De retour à 13 heures sonnantes, un assistant m'entraîne
donc entre câbles et projecteurs jusqu'au vestiaire
où patientent les figurants. A peine le temps de bredouiller
un maladroit bonjour à la réalisatrice, "faut
pas traîner" répète l'assistant, Delphine
me répond d'un joli sourire. Trop timide (cette maladie)

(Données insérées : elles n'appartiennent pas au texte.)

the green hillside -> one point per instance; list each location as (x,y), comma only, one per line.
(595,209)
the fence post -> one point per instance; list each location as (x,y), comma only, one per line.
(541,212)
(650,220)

je n'aurais pas d'autre opportunité de dialoguer avec
elle. Encore un truc que je regretterais toute ma vie…
Les figurants ne devant
tourner qu'en fin d'après-midi, Stéphane, responsable
du casting me permet gentiment d'observer le tournage à
ma guise.
Ambiance à la fois onirique et burlesque. Fellini n'aurait
sans doute pas renié ce plateau. La glace est recouverte
de fumigènes, le froid évitant la dispersion
de l'épais brouillard à plus de 2 mètres
du sol, on a l'impression d'observer une étrange mer
de coton.
La caméra, le combo et plusieurs projecteurs sont au
milieu, ce qui a pour effet de transformer chaque membre de
l'équipe en apparition fantomatique.
Admiratrice de Tod
Browning, Delphine Gleize souhaiterait-elle rendre hommage
à son cinéma gothique ? La gélatine bleutée
sur certains projecteurs m'a également rappelé
l'univers de Mario Bava.
Mais n'extrapolons pas, c'est bien une scène de patinage
artistique que répète la réalisatrice
avec Clovis Cornillac et une jolie blonde, en partie cachée
sous un imper noir. Une patineuse professionnelle évolue
autour d'eux pour leur montrer les figures. Ce premier plan
est court, le comédien soulève sa partenaire
du sol puis la repose délicatement, la caméra
est toute proche.
La brume a une utilité purement esthétique,
il ne s'agira pas d'une scène de rêve contrairement
à ce que l'on aurait pu supposer. Un opérateur
m'explique d'ailleurs que les volutes blancs qui envahissent
la piste n'étaient pas prévus au départ.
Il s'agit d'une expérience. Jugeant l'effet intéressant,
la réalisatrice a décidé de le conserver.